En alguna ocasión escribí que todos necesitamos de algún tóxico de vez en cuando, y que José Revueltas llegó a hablar de los deportes como tóxicos. Incluso a Jorge Luis Borges se le atribuye la frase: “Si el futbol es popular es porque la estupidez es popular”. Sin embargo, extraordinarios literatos como Pier Paolo Pasolini, Albert Camus o Eduardo Galeano fueron aficionados o jugaron al futbol en alguna época. Otros intelectuales han utilizado este deporte para establecer analogías, como la famosa de Jean-Paul Sartre: “En el futbol todo se complica por la presencia del equipo adversario”. También conozco intelectuales que se indignan porque un señor de pantaloncillos puede hacerse multimillonario por golpear un balón inflado de aire e introducirlo con habilidad de histrión en un marco con red. Eso es problema de ellos (de esos intelectuales), sobre todo si pensamos en una sociedad regida por la oferta y la demanda.

Si la palabra religión (de religare) significa estar vinculado a algo, de verdad el futbol se ha convertido en religión: muchos fieles son capaces de acabar con una amistad, golpear, insultar o incluso matar por su equipo. Sabemos de sobra que el ser humano es tan sólo capaz de razonar, y que el impulso, las vísceras, emociones, sensaciones y sentimientos suelen dominarlo.

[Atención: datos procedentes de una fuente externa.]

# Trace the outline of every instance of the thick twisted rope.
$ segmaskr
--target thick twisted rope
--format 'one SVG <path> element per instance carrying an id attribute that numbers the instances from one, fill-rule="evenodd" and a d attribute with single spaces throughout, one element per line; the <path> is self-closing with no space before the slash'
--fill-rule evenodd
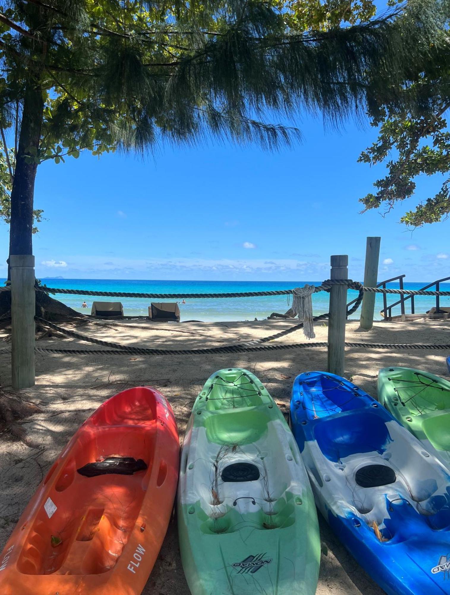
<path id="1" fill-rule="evenodd" d="M 346 280 L 341 280 L 346 281 Z M 359 308 L 359 305 L 363 299 L 363 287 L 360 283 L 357 282 L 354 283 L 353 281 L 351 281 L 351 283 L 356 289 L 357 288 L 359 290 L 359 294 L 353 306 L 347 309 L 347 316 L 352 314 L 358 309 L 358 308 Z M 340 283 L 339 284 L 343 284 L 343 283 Z M 320 314 L 319 316 L 314 317 L 313 320 L 315 322 L 317 322 L 319 320 L 324 320 L 325 318 L 328 318 L 329 316 L 329 312 L 327 312 L 325 314 Z M 118 349 L 126 353 L 142 353 L 149 355 L 178 355 L 189 354 L 194 355 L 196 354 L 199 355 L 208 353 L 243 353 L 245 351 L 264 350 L 262 349 L 256 349 L 256 347 L 258 346 L 261 346 L 262 343 L 268 343 L 268 342 L 273 341 L 275 339 L 281 339 L 281 337 L 285 337 L 286 335 L 290 334 L 291 333 L 293 333 L 295 331 L 302 328 L 303 325 L 303 322 L 300 322 L 299 324 L 294 325 L 290 328 L 286 328 L 284 330 L 280 331 L 279 333 L 275 333 L 274 334 L 269 335 L 268 337 L 263 337 L 261 339 L 255 339 L 253 341 L 248 341 L 246 343 L 236 343 L 234 345 L 223 345 L 221 347 L 206 347 L 205 349 L 155 349 L 150 347 L 122 345 L 121 343 L 113 343 L 112 341 L 103 341 L 102 339 L 94 339 L 92 337 L 88 337 L 87 335 L 83 335 L 80 333 L 77 333 L 76 331 L 72 331 L 66 328 L 64 328 L 62 327 L 60 327 L 58 324 L 55 324 L 53 322 L 50 322 L 49 321 L 46 320 L 45 318 L 41 318 L 39 316 L 35 316 L 34 320 L 47 327 L 49 327 L 50 328 L 53 328 L 53 330 L 58 331 L 59 333 L 66 335 L 68 337 L 72 337 L 73 339 L 78 339 L 81 341 L 86 341 L 88 343 L 93 343 L 96 345 L 102 345 L 103 347 L 112 347 L 113 349 Z M 324 343 L 322 346 L 325 346 L 326 345 L 327 343 Z M 268 347 L 269 346 L 265 346 Z M 280 346 L 270 346 L 270 347 L 274 349 L 284 348 Z"/>
<path id="2" fill-rule="evenodd" d="M 329 292 L 332 285 L 347 285 L 351 289 L 359 289 L 360 284 L 351 279 L 327 279 L 315 288 L 318 292 Z M 81 296 L 102 296 L 106 298 L 144 298 L 147 299 L 197 299 L 212 298 L 256 298 L 264 296 L 291 295 L 292 289 L 280 289 L 268 292 L 233 292 L 231 293 L 137 293 L 124 292 L 94 292 L 84 289 L 60 289 L 37 286 L 38 291 L 46 293 L 71 293 Z"/>
<path id="3" fill-rule="evenodd" d="M 417 349 L 430 349 L 433 350 L 450 350 L 450 344 L 430 345 L 424 343 L 344 343 L 346 347 L 367 349 L 400 349 L 405 351 L 412 351 Z M 308 347 L 328 347 L 326 342 L 316 343 L 293 343 L 278 345 L 259 345 L 253 347 L 242 347 L 239 351 L 233 353 L 246 353 L 250 352 L 275 351 L 280 349 L 303 349 Z M 226 349 L 226 347 L 212 347 L 205 349 L 145 349 L 135 348 L 133 352 L 123 349 L 59 349 L 52 347 L 36 347 L 34 350 L 37 353 L 70 354 L 72 355 L 129 355 L 130 353 L 142 355 L 214 355 L 217 353 L 230 353 L 228 351 L 218 349 Z M 0 349 L 0 354 L 10 353 L 11 349 L 8 348 Z"/>
<path id="4" fill-rule="evenodd" d="M 332 285 L 347 285 L 350 289 L 360 288 L 360 284 L 351 279 L 327 279 L 315 288 L 314 293 L 329 292 Z M 264 296 L 290 295 L 294 289 L 280 289 L 268 292 L 234 292 L 230 293 L 137 293 L 125 292 L 94 292 L 85 289 L 60 289 L 56 287 L 36 287 L 46 293 L 69 293 L 82 296 L 101 296 L 106 298 L 144 298 L 147 299 L 200 299 L 213 298 L 256 298 Z M 450 296 L 450 291 L 423 291 L 419 289 L 389 289 L 383 287 L 363 287 L 363 291 L 372 293 L 392 293 L 408 296 Z"/>

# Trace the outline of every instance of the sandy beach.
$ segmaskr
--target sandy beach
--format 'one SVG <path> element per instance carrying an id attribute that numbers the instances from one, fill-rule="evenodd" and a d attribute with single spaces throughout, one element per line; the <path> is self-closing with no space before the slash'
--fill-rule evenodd
<path id="1" fill-rule="evenodd" d="M 293 324 L 284 320 L 249 322 L 186 322 L 156 324 L 146 321 L 96 321 L 76 329 L 105 340 L 125 345 L 161 348 L 194 348 L 232 344 L 272 334 Z M 347 340 L 367 343 L 443 343 L 448 342 L 450 321 L 375 324 L 369 331 L 358 330 L 349 321 Z M 315 341 L 327 340 L 326 323 L 315 325 Z M 4 339 L 5 331 L 0 333 Z M 302 331 L 283 339 L 303 343 Z M 72 339 L 46 337 L 39 347 L 95 348 Z M 2 346 L 5 344 L 2 344 Z M 100 347 L 99 347 L 100 348 Z M 443 351 L 390 351 L 347 349 L 346 374 L 373 396 L 380 368 L 389 365 L 419 368 L 446 375 Z M 9 354 L 0 355 L 1 384 L 11 390 Z M 295 376 L 309 370 L 327 368 L 323 348 L 289 349 L 245 354 L 201 356 L 73 355 L 37 354 L 36 384 L 17 392 L 21 398 L 37 405 L 42 413 L 22 423 L 31 446 L 13 441 L 6 433 L 0 441 L 0 549 L 18 520 L 24 508 L 59 452 L 80 424 L 103 401 L 126 388 L 150 385 L 170 401 L 178 424 L 180 443 L 194 400 L 208 377 L 224 367 L 251 370 L 264 383 L 283 412 L 289 410 Z M 379 595 L 384 591 L 349 556 L 321 519 L 322 555 L 317 593 L 321 595 Z M 189 595 L 178 549 L 176 525 L 173 521 L 144 595 Z"/>

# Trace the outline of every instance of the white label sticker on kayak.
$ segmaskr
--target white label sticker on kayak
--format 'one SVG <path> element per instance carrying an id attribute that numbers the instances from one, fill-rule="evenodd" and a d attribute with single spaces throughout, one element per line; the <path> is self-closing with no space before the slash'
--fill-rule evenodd
<path id="1" fill-rule="evenodd" d="M 45 512 L 47 513 L 47 516 L 49 519 L 51 519 L 55 513 L 56 512 L 56 506 L 55 502 L 52 500 L 51 498 L 47 498 L 47 502 L 44 505 L 44 508 L 45 509 Z"/>

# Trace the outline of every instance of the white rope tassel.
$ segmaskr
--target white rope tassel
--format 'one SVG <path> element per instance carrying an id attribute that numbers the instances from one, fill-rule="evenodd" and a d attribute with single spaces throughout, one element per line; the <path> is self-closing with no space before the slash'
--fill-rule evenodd
<path id="1" fill-rule="evenodd" d="M 303 321 L 303 334 L 308 339 L 316 336 L 312 324 L 312 294 L 315 289 L 313 285 L 305 285 L 292 290 L 292 309 L 299 320 Z"/>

También sabemos que los deportes son importantes en tanto ritos de salud y diversión. Nadie niega su importancia, pero lo chocante es colocarlos como tales en el mismo nivel que el arte o la literatura, cuando la función de los primeros, desde el punto de vista del aficionado o espectador, no es sino divertir, hacer pasar un buen rato, y de ninguna manera perfeccionar el instrumento por excelencia del pensamiento (el lenguaje) ni sus capacidades críticas, intelectuales o cognoscitivas, a no ser que se use el deporte justamente para reflexionar sobre la condición humana, tal como lo hizo Umberto Eco con los fenómenos de masa. En el futbol hay también apocalípticos e integrados y ambas posturas tienen sus argumentos. Cosa muy aparte es la pasión que enajena a la mayoría de los simples, pues si el arte y la literatura desenajenan, el futbol, al igual que las religiones, suele hacer lo contrario: enajenar, y sólo cuando encontramos en él u otros deportes un motivo para analogar, asociar, reflexionar sobre el microcosmos que constituye el espacio limitado en que el homo ludens se desarrolla, pasa a otro nivel: a un nivel cultural porque se le cultiva en el intelecto para representarnos el mundo humano, nuestro mundo.

Es verdad: resulta curioso el fenómeno de contemplar a esos hombrecillos que se ejercitan ante una multitud, y el hecho de que tal contemplación implique un inmenso negocio: millones y millones en juego, y no sólo un balón inflado; también es curioso que se incluya el problema del nacionalismo: confundir un juego con una historia y una geografía; con idiosincrasias, culturas y etnias, es decir, con una nación entera, pero estos hechos curiosos adquieren profundidad en un architexto (para usar la expresión de Gennette) que ha generado toda una tendencia temática en las letras y el pensamiento: la llamada literatura del futbol, como también la hay de tema revolucionario, indigenista, regionalista, erótico, político, homosexual, o sobre el sida, el narcotráfico y otros asuntos, en estilos muy diversos, ya que, como bien apunta el poeta Pedro Salinas, todo es poetizable: “el universo entero es materia de la poesía”, y en tal sentido, es innegable la importancia cultural de cualquier actividad humana, incluidos los deportes y, más que ningún otro (por su popularidad), el futbol.